Zionists Call for “exodus from Poland;” Government Agrees to Ease Border Controls

Polish Zionist organizations have decided to proclaim an “Exodus from Poland” in view of the persistent anti-Semitic violence throughout the country, which is being intensified as opposition parties launch their campaigns for the forthcoming parliamentary elections.

In revealing their decision to the government, the Zionist leaders asked the authorities to open the frontiers to Jews desiring to leave the country. The government has acceded to their request and has promised to instruct border guards to permit Jews to cross the frontiers freely within a specified one-month period.
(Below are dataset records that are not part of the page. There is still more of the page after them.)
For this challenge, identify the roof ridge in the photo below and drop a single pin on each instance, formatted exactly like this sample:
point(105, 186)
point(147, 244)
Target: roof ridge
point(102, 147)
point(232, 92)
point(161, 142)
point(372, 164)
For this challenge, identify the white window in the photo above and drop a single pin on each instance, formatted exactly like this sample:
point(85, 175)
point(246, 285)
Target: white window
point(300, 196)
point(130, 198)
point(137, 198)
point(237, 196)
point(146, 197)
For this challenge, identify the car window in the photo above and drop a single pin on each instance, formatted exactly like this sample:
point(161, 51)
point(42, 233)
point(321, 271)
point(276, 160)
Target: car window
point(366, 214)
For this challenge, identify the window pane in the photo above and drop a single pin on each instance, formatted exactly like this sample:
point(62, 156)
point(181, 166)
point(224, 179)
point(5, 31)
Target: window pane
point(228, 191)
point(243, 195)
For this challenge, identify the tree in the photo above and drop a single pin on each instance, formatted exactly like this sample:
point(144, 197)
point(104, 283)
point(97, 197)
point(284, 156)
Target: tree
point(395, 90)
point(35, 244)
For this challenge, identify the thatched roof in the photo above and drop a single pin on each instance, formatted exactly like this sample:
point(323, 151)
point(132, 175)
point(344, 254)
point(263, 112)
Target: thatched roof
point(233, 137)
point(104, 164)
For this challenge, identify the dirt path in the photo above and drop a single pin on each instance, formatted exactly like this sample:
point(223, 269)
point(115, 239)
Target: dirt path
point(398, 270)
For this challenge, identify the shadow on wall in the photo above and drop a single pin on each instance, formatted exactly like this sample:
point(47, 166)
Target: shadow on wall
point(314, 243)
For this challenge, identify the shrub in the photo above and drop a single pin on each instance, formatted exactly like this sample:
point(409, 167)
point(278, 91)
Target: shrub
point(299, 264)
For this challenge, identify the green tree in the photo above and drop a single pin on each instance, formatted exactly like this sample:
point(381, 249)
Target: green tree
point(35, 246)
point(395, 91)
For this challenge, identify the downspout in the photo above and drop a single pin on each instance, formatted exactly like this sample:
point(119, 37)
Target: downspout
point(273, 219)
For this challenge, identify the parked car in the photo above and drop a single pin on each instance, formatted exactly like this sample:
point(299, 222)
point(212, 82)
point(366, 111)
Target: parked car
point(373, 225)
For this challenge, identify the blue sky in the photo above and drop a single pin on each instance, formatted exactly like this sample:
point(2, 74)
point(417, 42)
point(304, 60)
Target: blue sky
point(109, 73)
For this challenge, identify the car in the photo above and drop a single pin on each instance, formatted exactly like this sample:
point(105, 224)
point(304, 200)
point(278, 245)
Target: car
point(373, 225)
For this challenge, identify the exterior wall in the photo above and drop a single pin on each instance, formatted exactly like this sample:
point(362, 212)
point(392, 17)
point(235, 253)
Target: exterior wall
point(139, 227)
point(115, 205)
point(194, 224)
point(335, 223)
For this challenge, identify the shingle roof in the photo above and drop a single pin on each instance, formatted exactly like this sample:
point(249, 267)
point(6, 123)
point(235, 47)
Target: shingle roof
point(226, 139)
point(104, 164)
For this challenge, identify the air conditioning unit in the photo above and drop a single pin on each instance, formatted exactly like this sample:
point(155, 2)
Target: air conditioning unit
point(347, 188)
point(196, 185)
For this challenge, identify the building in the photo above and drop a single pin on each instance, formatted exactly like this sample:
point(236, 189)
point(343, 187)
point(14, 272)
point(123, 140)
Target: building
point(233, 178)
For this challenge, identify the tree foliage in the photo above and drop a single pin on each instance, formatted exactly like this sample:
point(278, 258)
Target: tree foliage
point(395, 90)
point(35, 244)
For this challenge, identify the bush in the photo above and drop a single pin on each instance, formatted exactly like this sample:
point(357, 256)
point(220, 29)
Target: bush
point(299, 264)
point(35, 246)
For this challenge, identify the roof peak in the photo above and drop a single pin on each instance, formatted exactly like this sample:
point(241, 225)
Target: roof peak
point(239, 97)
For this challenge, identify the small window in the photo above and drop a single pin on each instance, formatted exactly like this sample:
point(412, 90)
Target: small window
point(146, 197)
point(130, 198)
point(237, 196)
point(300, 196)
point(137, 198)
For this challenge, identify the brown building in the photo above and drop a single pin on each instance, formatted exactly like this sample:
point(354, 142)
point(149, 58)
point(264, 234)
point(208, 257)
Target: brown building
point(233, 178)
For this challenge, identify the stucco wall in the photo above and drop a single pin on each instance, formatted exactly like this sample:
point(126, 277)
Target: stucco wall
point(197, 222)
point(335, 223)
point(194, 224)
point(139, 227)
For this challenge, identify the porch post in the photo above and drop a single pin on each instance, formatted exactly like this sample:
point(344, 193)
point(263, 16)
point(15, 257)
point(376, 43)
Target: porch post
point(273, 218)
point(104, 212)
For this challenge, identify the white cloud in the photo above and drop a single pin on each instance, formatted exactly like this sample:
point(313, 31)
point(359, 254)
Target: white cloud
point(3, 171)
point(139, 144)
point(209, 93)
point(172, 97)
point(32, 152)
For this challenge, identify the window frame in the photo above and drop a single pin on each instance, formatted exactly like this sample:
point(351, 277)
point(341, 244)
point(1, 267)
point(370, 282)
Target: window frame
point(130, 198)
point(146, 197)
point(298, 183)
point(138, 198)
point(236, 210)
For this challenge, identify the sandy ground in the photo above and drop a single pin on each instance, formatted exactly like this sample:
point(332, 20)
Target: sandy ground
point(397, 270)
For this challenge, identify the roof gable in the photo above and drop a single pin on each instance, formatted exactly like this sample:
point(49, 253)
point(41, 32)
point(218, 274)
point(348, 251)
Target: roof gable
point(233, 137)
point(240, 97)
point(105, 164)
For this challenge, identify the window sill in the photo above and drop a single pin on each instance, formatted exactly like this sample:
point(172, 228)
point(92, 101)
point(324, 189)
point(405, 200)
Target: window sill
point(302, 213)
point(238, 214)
Jewish Communists are opposing the exodus of Jews, while the Jewish Socialist Bund decided to give its members a free hand. The decision of the Zionist groups has not been made public either in the Jewish or in the Polish press, but Jews in Lodz and in other cities somehow got wind of it before it was even disclosed to the government, and thousands of them are now making ready to emigrate.

AUTHORITIES WILLING TO PERMIT EXIT OF 3,000 JEWS DAILY

The Polish authorities indicated that they would be willing to permit 3,000 Jews to leave daily during the one-month period. This would mean that 90,000 Jews could emigrate.

While no Jewish group is conducting organized emigration of adults from here, institutions caring for Jewish children are organizing units of Jewish orphans and are sending them, under special supervision, to various frontiers from where they cross into neighboring countries, for a temporary stay.

In Lodz, the largest Jewish center in Poland, groups of Jews can be seen passing through the streets with knapsacks on their shoulders, all walking in the direction of the Polish frontiers. Many Jews are giving up their jobs and leaving all their possessions and dwellings behind them, in order to reach the frontier in the shortest possible time

ZIONIST TRAINING CAMPS DISSOLVE; ALL MEMBERS EMIGRATE

Many of the Zionist training camps, most of which were in Lodz, are being dissolved, their members either having already crossed the frontiers into neighboring countries, or are getting ready to cross these frontiers.

A group of thirty Jewish writers and artists is leaving the country within a few days. They received visas permitting their immigration into Italy and other countries. Most of them had been repatriated from the Soviet Union during the last few months.

The Central Jewish Committee in Warsaw and its local branches throughout the country are unaffected by the mass-exodus. Leaders of the committee are continuing their work of planning economic relief for those Jews who may remain in Poland.